The annual rate of change contracted at an accelerating rate for the 16th month. The annual rate of contraction was 23.8%, which was the fastest rate of annual contraction since the data was made public. The annual rate of contraction will likely accelerate a little through the March data release. Near the end of the first quarter, the annual rate of contraction should begin decelerating.

The GBI: Metalworking is a good leading indicator of cutting tool orders and leads cutting tool orders by seven to 10 months. In February, the index was above 50 for the fifth month in a row and the month-over-month rate of change in the index grew for the seventh consecutive month and February’s rate of growth was the fastest since December 2017. The annual rate of contraction decelerated for the eighth straight month, indicating that the annual rate of contraction in cutting tool orders should bottom in the first quarter of 2021.

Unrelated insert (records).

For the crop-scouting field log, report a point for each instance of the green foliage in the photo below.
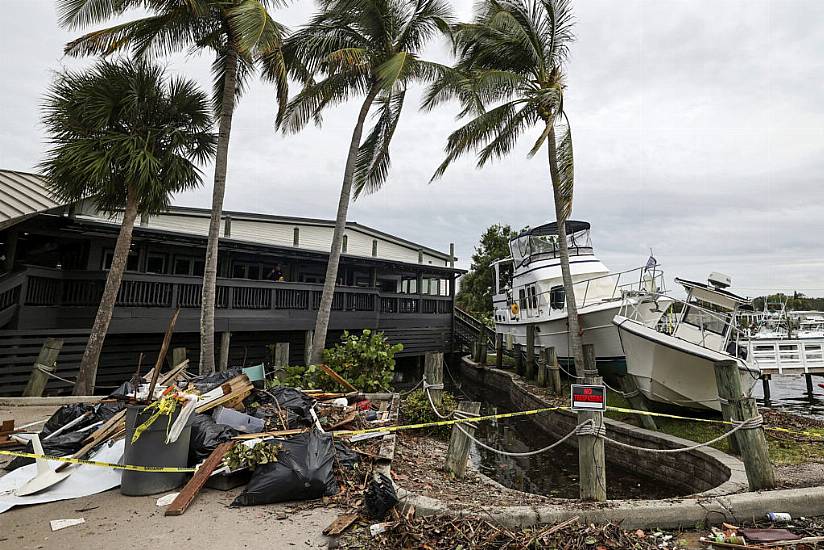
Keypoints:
(362, 48)
(241, 456)
(416, 409)
(122, 128)
(477, 286)
(366, 361)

In the chart below, the dotted blue line represents the possible recovery in cutting tool orders. The forecast calls for cutting tool orders to grow by 12.2% in 2021 compared with 2020. The rate of recovery is faster (or steeper) than the previous two growth cycles for cutting tool orders because of the comparison in 2021 to periods of economic lockdown in 2020. This projection is relatively modest when compared with actual levels of historic cutting tool orders. One reason for this is that supply chain disruption may slow the manufacturing recovery.